On the other hand, it should not be forgotten that this parameter largely determines that the decision of small and medium investors leans towards one or the other value. Above other series of considerations, both technical and from the fundamental approaches. It is not just any tool, but it is one of the most credible for buying and trading stocks on the stock market. You just have to understand their interpretation above other approaches.

Warns against corrections

Nor should it be ignored that the volume of contracts is an especially useful tool to avoid corrections in an adverse scenario. Actually, when these characteristic movements unfold in the stock market warns you that there is a change in the decision of the investors. With a clear imposition of sales to purchases. This action immediately translates into increased activity in the exchange of securities. Regularly with a notable increase in the negotiation of the titles that will catch your attention very soon.

This is one of the main reasons why you should pay special attention to this part of the equity analysis. Even sometimes it's a lot more effective than figure training using the graphics. Even if you combine both systems, you will have more security so that you can achieve the desired successes from that moment on. From this point of view, its utility is more maximum and therefore you can take advantage of this feature to establish your operations in the equity markets. You will see how the results are frankly beneficial when applying any of the investment strategies.
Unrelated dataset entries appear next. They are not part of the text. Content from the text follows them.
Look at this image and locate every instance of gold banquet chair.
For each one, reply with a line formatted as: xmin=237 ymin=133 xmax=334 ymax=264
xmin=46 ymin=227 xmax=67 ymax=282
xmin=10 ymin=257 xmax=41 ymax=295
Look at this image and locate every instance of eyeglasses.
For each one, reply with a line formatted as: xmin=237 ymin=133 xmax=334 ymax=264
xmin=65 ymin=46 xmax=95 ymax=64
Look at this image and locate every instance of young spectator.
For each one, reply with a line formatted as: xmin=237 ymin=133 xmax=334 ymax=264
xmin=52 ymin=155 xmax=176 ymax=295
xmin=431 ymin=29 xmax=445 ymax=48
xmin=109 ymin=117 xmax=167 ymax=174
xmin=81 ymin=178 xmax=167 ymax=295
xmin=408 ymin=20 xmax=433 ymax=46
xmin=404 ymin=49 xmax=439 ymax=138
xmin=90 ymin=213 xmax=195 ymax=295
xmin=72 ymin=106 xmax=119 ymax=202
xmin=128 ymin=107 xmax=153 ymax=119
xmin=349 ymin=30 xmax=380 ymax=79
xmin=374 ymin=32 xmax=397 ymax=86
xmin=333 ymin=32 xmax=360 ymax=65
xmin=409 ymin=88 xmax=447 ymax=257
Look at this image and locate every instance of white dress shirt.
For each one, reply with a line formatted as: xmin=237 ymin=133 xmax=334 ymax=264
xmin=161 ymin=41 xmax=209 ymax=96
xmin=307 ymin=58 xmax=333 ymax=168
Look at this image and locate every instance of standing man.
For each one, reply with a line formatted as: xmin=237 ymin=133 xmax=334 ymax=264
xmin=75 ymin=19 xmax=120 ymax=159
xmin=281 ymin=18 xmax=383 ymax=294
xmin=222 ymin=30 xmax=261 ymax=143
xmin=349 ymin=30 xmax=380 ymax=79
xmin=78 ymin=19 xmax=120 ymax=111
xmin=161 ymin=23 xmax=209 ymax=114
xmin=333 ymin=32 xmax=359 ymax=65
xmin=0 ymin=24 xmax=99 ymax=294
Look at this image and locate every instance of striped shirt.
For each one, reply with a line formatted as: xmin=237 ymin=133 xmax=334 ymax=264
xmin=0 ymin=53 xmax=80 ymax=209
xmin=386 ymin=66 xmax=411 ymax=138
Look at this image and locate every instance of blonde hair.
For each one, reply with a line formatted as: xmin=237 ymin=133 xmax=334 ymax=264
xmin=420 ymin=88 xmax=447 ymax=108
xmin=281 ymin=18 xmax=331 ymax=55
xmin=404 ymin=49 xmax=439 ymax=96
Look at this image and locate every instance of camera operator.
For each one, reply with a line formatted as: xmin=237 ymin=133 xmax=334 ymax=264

Advantages in its application

Whatever the case, it will be convenient for you to know some of the benefits that this particular analysis system provides. Among which the following stand out.

  • Detect any change of trend and of any sign, both in bullish and bearish processes. There are no limitations on its use despite what you may believe at this time.
  • It is extremely easy to know the volume of contracting given that it will be enough for you to look at this data which will be displayed in the values file.
  • When you see that there is a significant change in the negotiation, it will mean that something is happening with the value in question or that you are currently analyzing.
  • It is a variable that appears in every trading session, as your price and the limits they have shown on their date. It will be an indication to understand what you should do at all times and in all kinds of situations.
  • And finally, remember that any increase in the volume of hiring it does not have to mean that you are facing a marked uptrend in value. Because it can basically be the opposite move. It is the greatest difficulty you will have to analyze it from now on.